Wichtig ist die nüchterne Einordnung: Die EU Data Boundary ist eine Stärke, aber kein Freibrief. Sie bedeutet nicht automatisch, dass jede Datenverarbeitung ausschließlich in der EU stattfindet oder dass US-Recht keinerlei Rolle mehr spielt – als US-Konzern unterliegt Microsoft grundsätzlich auch US-amerikanischen Gesetzen. Umfang, Grenzen und die konkrete Ausgestaltung der EU Data Boundary für das jeweilige Produkt sind beim Anbieter zu prüfen. Für einen datenschutzkonformen Betrieb sind mehrere Bausteine wesentlich: ein abgeschlossener Auftragsverarbeitungsvertrag mit Microsoft, die Wahl einer EU-Region beziehungsweise der EU Data Boundary, die Bewertung der Transfer-Mechanismen für etwaige Drittlandbezüge (etwa Standardvertragsklauseln und zusätzliche Garantien) sowie das daraus folgende Restrisiko.

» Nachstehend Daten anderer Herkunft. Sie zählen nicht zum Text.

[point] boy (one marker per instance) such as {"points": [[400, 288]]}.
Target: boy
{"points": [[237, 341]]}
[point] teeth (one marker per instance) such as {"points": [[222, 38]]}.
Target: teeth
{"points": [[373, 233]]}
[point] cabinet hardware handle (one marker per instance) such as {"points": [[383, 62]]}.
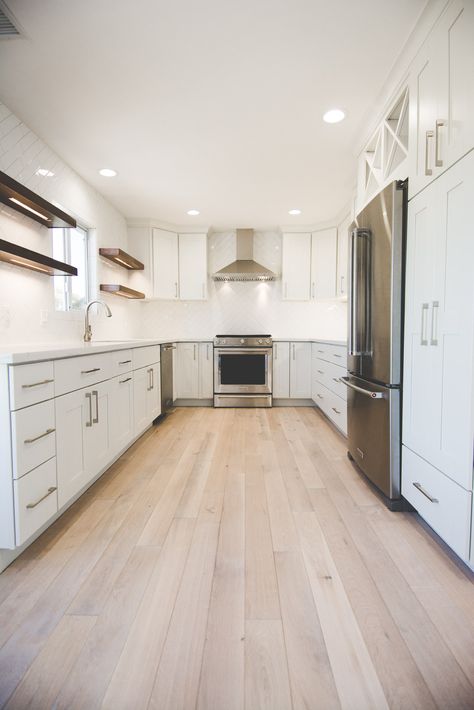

Ein Datenschutz-Schwerpunkt liegt bei der Plattform – wie bei jedem Marketing-Automation-System – im Tracking und im E-Mail-Marketing. Customer Insights – Journeys erfasst das Verhalten bekannter Kontakte auf der Website und in E-Mails, verknüpft es mit dem Datensatz und speist es in Segmente und Scoring ein; zusätzlich versendet es Marketing-E-Mails. Jeder dieser Schritte berührt Einwilligungspflichten nach der DSGVO und den jeweils geltenden Vorgaben für elektronische Kommunikation und Telemedien.
In der Praxis bedeutet das: Das Tracking darf erst nach Einwilligung über ein konformes Consent-Banner aktiv werden, E-Mail-Marketing setzt eine gültige Rechtsgrundlage voraus, und die Einwilligungen müssen nachvollziehbar dokumentiert sein. Fehler entstehen hier oft aus Unwissen – etwa wenn die Verhaltenserfassung ungeprüft auf jeder Seite mitläuft. Eine saubere Consent-Architektur ist deshalb keine Kür, sondern Voraussetzung für den rechtmäßigen Betrieb, gerade weil Verhaltensdaten das Herz der Journey-Mechanik sind. Die EU Data Boundary erleichtert die Datenhoheit, ersetzt aber keine saubere Einwilligung.